This afternoon, the Chancellor delivered his last Budget before Brexit, and still he managed to produce a few surprise measures among the inevitable re-announcements. The most significant measures included:
GDP growth forecast
Public sector net borrowing
2019-20 £31.8 billion
2020-21 £26.7 billion
2021-22 £23.8 billion
2022-23 £20.8 billion
2023-24 £19.8 billion
National debt as share of GDP will fall from 83.7% this year to 74.1% by 2023-24.
Tax and NIC
- Entrepreneurs’ Relief – minimum qualifying period to be extended from one to two years for disposals made on or after 6 April 2019.
- Entrepreneurs’ Relief – definition of “personal company” tightened with immediate effect.

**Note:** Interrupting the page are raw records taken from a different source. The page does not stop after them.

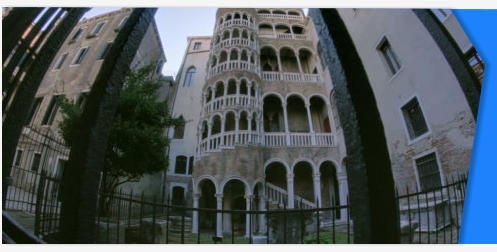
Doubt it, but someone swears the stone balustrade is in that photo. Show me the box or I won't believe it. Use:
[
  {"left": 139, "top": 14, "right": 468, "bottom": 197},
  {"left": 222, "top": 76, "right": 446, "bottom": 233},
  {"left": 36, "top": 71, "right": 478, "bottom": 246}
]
[
  {"left": 258, "top": 13, "right": 304, "bottom": 20},
  {"left": 261, "top": 71, "right": 321, "bottom": 83},
  {"left": 213, "top": 38, "right": 257, "bottom": 53},
  {"left": 208, "top": 61, "right": 259, "bottom": 79}
]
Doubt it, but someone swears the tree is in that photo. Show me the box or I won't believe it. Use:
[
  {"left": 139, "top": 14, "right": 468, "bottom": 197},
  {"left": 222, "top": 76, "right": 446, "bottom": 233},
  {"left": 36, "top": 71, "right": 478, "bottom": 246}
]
[{"left": 59, "top": 64, "right": 182, "bottom": 214}]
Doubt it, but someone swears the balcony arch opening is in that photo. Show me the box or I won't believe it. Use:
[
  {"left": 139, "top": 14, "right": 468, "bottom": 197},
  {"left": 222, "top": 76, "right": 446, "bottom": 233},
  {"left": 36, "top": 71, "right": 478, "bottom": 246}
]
[
  {"left": 257, "top": 9, "right": 270, "bottom": 14},
  {"left": 227, "top": 79, "right": 236, "bottom": 95},
  {"left": 242, "top": 29, "right": 248, "bottom": 39},
  {"left": 223, "top": 30, "right": 230, "bottom": 40},
  {"left": 229, "top": 48, "right": 238, "bottom": 61},
  {"left": 294, "top": 161, "right": 315, "bottom": 203},
  {"left": 206, "top": 87, "right": 212, "bottom": 102},
  {"left": 251, "top": 112, "right": 257, "bottom": 131},
  {"left": 240, "top": 111, "right": 249, "bottom": 130},
  {"left": 265, "top": 162, "right": 288, "bottom": 198},
  {"left": 234, "top": 13, "right": 240, "bottom": 19},
  {"left": 242, "top": 13, "right": 248, "bottom": 20},
  {"left": 250, "top": 54, "right": 255, "bottom": 64},
  {"left": 241, "top": 50, "right": 248, "bottom": 62},
  {"left": 292, "top": 25, "right": 304, "bottom": 35},
  {"left": 219, "top": 17, "right": 224, "bottom": 25},
  {"left": 212, "top": 115, "right": 222, "bottom": 135},
  {"left": 211, "top": 56, "right": 217, "bottom": 67},
  {"left": 250, "top": 82, "right": 256, "bottom": 96},
  {"left": 275, "top": 24, "right": 291, "bottom": 34},
  {"left": 287, "top": 95, "right": 309, "bottom": 132},
  {"left": 225, "top": 112, "right": 236, "bottom": 132},
  {"left": 272, "top": 10, "right": 286, "bottom": 15},
  {"left": 258, "top": 23, "right": 273, "bottom": 35},
  {"left": 280, "top": 47, "right": 299, "bottom": 73},
  {"left": 260, "top": 46, "right": 279, "bottom": 72},
  {"left": 201, "top": 121, "right": 208, "bottom": 139},
  {"left": 250, "top": 32, "right": 254, "bottom": 42},
  {"left": 215, "top": 81, "right": 224, "bottom": 98},
  {"left": 263, "top": 95, "right": 284, "bottom": 132},
  {"left": 219, "top": 50, "right": 228, "bottom": 63},
  {"left": 320, "top": 161, "right": 340, "bottom": 219},
  {"left": 222, "top": 179, "right": 248, "bottom": 235},
  {"left": 240, "top": 79, "right": 248, "bottom": 95},
  {"left": 215, "top": 35, "right": 220, "bottom": 44},
  {"left": 310, "top": 96, "right": 331, "bottom": 133},
  {"left": 198, "top": 179, "right": 217, "bottom": 231},
  {"left": 299, "top": 48, "right": 314, "bottom": 74},
  {"left": 226, "top": 14, "right": 232, "bottom": 21},
  {"left": 288, "top": 11, "right": 300, "bottom": 16},
  {"left": 232, "top": 28, "right": 240, "bottom": 39}
]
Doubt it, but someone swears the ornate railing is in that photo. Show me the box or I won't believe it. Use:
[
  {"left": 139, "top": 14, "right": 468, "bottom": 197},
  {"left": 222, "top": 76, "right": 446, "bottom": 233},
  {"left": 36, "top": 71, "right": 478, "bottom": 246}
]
[
  {"left": 203, "top": 95, "right": 257, "bottom": 115},
  {"left": 213, "top": 38, "right": 257, "bottom": 53},
  {"left": 259, "top": 33, "right": 307, "bottom": 40},
  {"left": 216, "top": 19, "right": 256, "bottom": 30},
  {"left": 258, "top": 13, "right": 304, "bottom": 20},
  {"left": 261, "top": 71, "right": 321, "bottom": 83},
  {"left": 265, "top": 182, "right": 316, "bottom": 209},
  {"left": 208, "top": 61, "right": 259, "bottom": 79}
]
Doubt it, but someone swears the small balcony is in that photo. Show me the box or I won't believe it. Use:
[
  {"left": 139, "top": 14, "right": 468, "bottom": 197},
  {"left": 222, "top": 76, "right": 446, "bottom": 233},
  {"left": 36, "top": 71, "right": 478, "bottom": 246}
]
[
  {"left": 216, "top": 19, "right": 256, "bottom": 31},
  {"left": 259, "top": 32, "right": 307, "bottom": 40},
  {"left": 212, "top": 38, "right": 257, "bottom": 53}
]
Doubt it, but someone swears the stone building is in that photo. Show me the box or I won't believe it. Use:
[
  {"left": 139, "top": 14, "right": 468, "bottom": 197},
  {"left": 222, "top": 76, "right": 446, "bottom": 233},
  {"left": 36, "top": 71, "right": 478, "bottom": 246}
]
[
  {"left": 13, "top": 8, "right": 170, "bottom": 194},
  {"left": 165, "top": 8, "right": 481, "bottom": 238}
]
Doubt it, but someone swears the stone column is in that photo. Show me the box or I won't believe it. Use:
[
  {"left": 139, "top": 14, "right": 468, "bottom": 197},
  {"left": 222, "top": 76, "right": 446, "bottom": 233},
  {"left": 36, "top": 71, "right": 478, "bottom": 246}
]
[
  {"left": 338, "top": 175, "right": 349, "bottom": 220},
  {"left": 245, "top": 195, "right": 253, "bottom": 237},
  {"left": 305, "top": 102, "right": 316, "bottom": 145},
  {"left": 282, "top": 101, "right": 290, "bottom": 145},
  {"left": 313, "top": 173, "right": 322, "bottom": 208},
  {"left": 192, "top": 193, "right": 200, "bottom": 233},
  {"left": 207, "top": 121, "right": 213, "bottom": 151},
  {"left": 216, "top": 194, "right": 223, "bottom": 237},
  {"left": 220, "top": 117, "right": 226, "bottom": 147},
  {"left": 259, "top": 195, "right": 266, "bottom": 233},
  {"left": 287, "top": 173, "right": 295, "bottom": 208},
  {"left": 223, "top": 82, "right": 228, "bottom": 108},
  {"left": 235, "top": 113, "right": 240, "bottom": 143},
  {"left": 296, "top": 54, "right": 303, "bottom": 74},
  {"left": 277, "top": 52, "right": 282, "bottom": 76},
  {"left": 247, "top": 83, "right": 252, "bottom": 106},
  {"left": 236, "top": 81, "right": 240, "bottom": 104},
  {"left": 247, "top": 115, "right": 253, "bottom": 143}
]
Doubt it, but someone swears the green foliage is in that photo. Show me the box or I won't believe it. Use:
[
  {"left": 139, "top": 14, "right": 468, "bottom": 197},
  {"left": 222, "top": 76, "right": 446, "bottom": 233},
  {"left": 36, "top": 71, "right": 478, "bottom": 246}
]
[{"left": 59, "top": 64, "right": 183, "bottom": 193}]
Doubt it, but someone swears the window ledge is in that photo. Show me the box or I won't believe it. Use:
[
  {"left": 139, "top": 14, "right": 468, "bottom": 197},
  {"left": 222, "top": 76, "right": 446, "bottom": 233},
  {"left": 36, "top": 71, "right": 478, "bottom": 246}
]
[
  {"left": 388, "top": 66, "right": 404, "bottom": 83},
  {"left": 406, "top": 131, "right": 431, "bottom": 146}
]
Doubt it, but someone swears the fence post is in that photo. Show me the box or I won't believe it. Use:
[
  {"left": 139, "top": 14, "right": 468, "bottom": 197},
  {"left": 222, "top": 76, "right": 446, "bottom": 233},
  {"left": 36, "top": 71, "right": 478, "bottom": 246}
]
[{"left": 34, "top": 170, "right": 47, "bottom": 237}]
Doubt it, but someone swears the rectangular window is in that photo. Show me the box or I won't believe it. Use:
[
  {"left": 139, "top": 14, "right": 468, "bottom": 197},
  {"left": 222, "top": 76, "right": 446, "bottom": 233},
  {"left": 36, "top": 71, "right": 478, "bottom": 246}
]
[
  {"left": 72, "top": 47, "right": 89, "bottom": 65},
  {"left": 30, "top": 153, "right": 41, "bottom": 172},
  {"left": 193, "top": 42, "right": 201, "bottom": 50},
  {"left": 27, "top": 97, "right": 43, "bottom": 125},
  {"left": 14, "top": 149, "right": 23, "bottom": 167},
  {"left": 401, "top": 97, "right": 429, "bottom": 140},
  {"left": 71, "top": 28, "right": 83, "bottom": 40},
  {"left": 415, "top": 152, "right": 442, "bottom": 192},
  {"left": 91, "top": 22, "right": 105, "bottom": 35},
  {"left": 117, "top": 17, "right": 128, "bottom": 30},
  {"left": 378, "top": 39, "right": 401, "bottom": 75},
  {"left": 76, "top": 92, "right": 88, "bottom": 109},
  {"left": 97, "top": 42, "right": 112, "bottom": 60},
  {"left": 175, "top": 156, "right": 187, "bottom": 174},
  {"left": 54, "top": 53, "right": 68, "bottom": 69},
  {"left": 188, "top": 156, "right": 194, "bottom": 175},
  {"left": 42, "top": 95, "right": 63, "bottom": 125}
]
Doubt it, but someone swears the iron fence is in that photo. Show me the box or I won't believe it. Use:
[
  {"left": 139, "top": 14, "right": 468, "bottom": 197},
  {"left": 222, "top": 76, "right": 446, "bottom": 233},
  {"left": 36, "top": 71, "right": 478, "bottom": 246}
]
[
  {"left": 4, "top": 126, "right": 467, "bottom": 244},
  {"left": 4, "top": 126, "right": 68, "bottom": 241},
  {"left": 396, "top": 174, "right": 467, "bottom": 244}
]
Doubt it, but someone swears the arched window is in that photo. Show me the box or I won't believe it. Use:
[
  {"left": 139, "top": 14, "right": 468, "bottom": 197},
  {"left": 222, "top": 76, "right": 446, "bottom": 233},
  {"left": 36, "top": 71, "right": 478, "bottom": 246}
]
[
  {"left": 175, "top": 155, "right": 187, "bottom": 174},
  {"left": 174, "top": 116, "right": 185, "bottom": 139},
  {"left": 183, "top": 67, "right": 196, "bottom": 87}
]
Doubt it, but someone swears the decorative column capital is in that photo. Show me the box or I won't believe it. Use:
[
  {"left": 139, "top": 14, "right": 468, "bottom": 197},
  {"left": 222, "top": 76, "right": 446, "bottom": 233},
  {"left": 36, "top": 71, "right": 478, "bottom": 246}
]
[
  {"left": 193, "top": 193, "right": 201, "bottom": 200},
  {"left": 245, "top": 194, "right": 254, "bottom": 200},
  {"left": 287, "top": 173, "right": 294, "bottom": 181},
  {"left": 215, "top": 193, "right": 223, "bottom": 199}
]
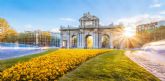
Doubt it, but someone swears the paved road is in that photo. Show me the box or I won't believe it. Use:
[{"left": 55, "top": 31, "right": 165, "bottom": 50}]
[
  {"left": 126, "top": 51, "right": 165, "bottom": 81},
  {"left": 126, "top": 40, "right": 165, "bottom": 81}
]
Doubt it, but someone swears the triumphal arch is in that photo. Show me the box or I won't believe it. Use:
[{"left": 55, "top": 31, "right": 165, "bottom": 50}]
[{"left": 60, "top": 12, "right": 123, "bottom": 48}]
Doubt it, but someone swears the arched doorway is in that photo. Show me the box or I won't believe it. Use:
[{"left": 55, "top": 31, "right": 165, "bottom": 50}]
[
  {"left": 71, "top": 35, "right": 77, "bottom": 48},
  {"left": 85, "top": 35, "right": 93, "bottom": 48},
  {"left": 101, "top": 34, "right": 110, "bottom": 48}
]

- Annual Investment Allowance to increase from £200,000 to £1 million for two years, from January 2019.
- New Digital Services Tax – from April 2020, profitable companies with over £500 million a year in global revenues will pay 2% tax on their UK revenue.

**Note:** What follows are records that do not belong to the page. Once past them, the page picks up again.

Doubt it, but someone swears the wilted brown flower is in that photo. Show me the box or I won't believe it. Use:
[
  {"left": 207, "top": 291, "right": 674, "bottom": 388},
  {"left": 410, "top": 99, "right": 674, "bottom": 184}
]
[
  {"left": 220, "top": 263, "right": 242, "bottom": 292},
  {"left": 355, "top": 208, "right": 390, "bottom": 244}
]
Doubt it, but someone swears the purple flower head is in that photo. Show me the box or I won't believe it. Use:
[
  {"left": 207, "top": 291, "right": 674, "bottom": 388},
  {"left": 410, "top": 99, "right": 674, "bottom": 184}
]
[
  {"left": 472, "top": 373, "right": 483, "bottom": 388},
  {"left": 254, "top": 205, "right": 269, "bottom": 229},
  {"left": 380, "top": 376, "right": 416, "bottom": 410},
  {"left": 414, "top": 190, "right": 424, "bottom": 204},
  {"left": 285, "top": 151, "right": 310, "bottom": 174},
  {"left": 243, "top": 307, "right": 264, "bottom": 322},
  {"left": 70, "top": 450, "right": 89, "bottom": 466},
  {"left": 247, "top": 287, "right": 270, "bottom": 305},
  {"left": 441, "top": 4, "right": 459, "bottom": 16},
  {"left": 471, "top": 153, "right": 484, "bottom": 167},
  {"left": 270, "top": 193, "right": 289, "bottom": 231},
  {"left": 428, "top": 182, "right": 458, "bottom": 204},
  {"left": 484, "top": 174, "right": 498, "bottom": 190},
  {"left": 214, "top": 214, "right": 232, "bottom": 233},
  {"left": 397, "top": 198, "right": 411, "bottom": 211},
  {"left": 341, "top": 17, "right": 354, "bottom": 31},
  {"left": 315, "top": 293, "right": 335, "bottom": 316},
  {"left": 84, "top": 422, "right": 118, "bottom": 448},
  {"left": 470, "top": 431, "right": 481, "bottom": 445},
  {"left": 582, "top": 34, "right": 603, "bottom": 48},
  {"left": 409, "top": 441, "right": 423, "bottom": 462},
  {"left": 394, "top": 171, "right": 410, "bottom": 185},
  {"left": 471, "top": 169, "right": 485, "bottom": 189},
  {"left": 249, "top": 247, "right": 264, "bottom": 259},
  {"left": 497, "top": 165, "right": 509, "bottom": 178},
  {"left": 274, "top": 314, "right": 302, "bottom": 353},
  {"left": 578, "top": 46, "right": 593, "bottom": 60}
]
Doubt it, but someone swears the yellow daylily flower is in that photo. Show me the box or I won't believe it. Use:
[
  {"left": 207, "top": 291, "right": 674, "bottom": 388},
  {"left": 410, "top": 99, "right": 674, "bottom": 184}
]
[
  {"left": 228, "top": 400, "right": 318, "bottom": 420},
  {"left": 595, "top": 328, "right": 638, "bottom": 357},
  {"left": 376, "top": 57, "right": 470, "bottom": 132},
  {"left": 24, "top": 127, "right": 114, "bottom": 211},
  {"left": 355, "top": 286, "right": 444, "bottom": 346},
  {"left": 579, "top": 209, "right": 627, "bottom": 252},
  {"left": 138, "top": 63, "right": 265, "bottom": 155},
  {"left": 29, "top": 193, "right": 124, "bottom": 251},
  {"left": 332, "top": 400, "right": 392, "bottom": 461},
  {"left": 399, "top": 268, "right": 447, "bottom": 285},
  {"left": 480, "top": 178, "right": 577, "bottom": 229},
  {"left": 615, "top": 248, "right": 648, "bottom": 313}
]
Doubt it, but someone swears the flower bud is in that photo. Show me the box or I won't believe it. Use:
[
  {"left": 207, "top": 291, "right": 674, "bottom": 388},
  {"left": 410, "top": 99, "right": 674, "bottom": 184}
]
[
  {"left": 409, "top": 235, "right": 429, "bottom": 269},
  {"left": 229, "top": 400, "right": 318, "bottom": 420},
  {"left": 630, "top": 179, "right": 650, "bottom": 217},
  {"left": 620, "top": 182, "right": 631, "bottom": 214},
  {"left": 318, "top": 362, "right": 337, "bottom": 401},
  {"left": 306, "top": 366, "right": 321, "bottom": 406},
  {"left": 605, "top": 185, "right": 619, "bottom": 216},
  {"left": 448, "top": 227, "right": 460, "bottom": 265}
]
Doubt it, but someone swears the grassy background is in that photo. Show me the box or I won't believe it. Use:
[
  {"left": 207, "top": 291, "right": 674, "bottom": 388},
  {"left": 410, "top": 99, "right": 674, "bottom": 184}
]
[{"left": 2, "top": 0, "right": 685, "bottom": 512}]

- Relief for the cost of acquiring IP-rich businesses.
- R&D tax credits – from April 2020, the amount of payable credit that a qualifying loss-making SME can receive through the relief in any one year will be capped at three times the company’s total PAYE and NIC liability for that year.
- Income tax – planned increases of personal allowance to £12,500 and higher-rate threshold to £50,000 will be brought forward from 2020 to April 2019.
- Apprenticeship levy – contribution of small companies to be reduced from 10% to 5%.
- New Structures and Buildings Capital Allowance (SBA) of 2% for new non-residential structures and buildings.
- Reduction in “Special Rate” Capital Allowance from 8% to 6% per annum.
- Restrictions to Capital Gains tax exemption for main residence – from April 2020, lettings relief only available for shared occupation, and “deemed occupation” reduced from 18 months to 9 months.
- Restrictions to use of corporate capital losses in line with income loss restrictions.
- IR35 Reforms for public sector being extended to include medium and large private businesses from April 2020.
- Employment Allowance to be targeted at small and medium businesses with an Employer NICs bill under £100,000 a year from April 2020.
- Insolvency – HMRC to become a preferred creditor.
- Rates for companies with a rateable value of £51,000 or less will be cut by third over two years.
- £900 million in relief for small businesses.
- Schools – £400 million to help schools buy kit. It will be a one-off capital payment worth an average of £10,000 per primary and £50,000 per secondary school.
- £420 million to local highway authorities for road repairs.
- Abolishing PFI and PF2 but will honour commitment to existing contracts.
- Start-up loan funding to be extended to 2021, helping 10,000 entrepreneurs. Contribution of smaller firms to apprenticeship levy to be reduced from 10% to 5%.
- SDLT abolished for all first-time buyers of shared-ownership properties up to £500,000. Will be applied retrospectively date of the last Budget.
- £500 million for the Housing Infrastructure Fund, designed to enable a further 650,000 homes to be built
- £1 billion of British Business Bank guarantees to support smaller housebuilders.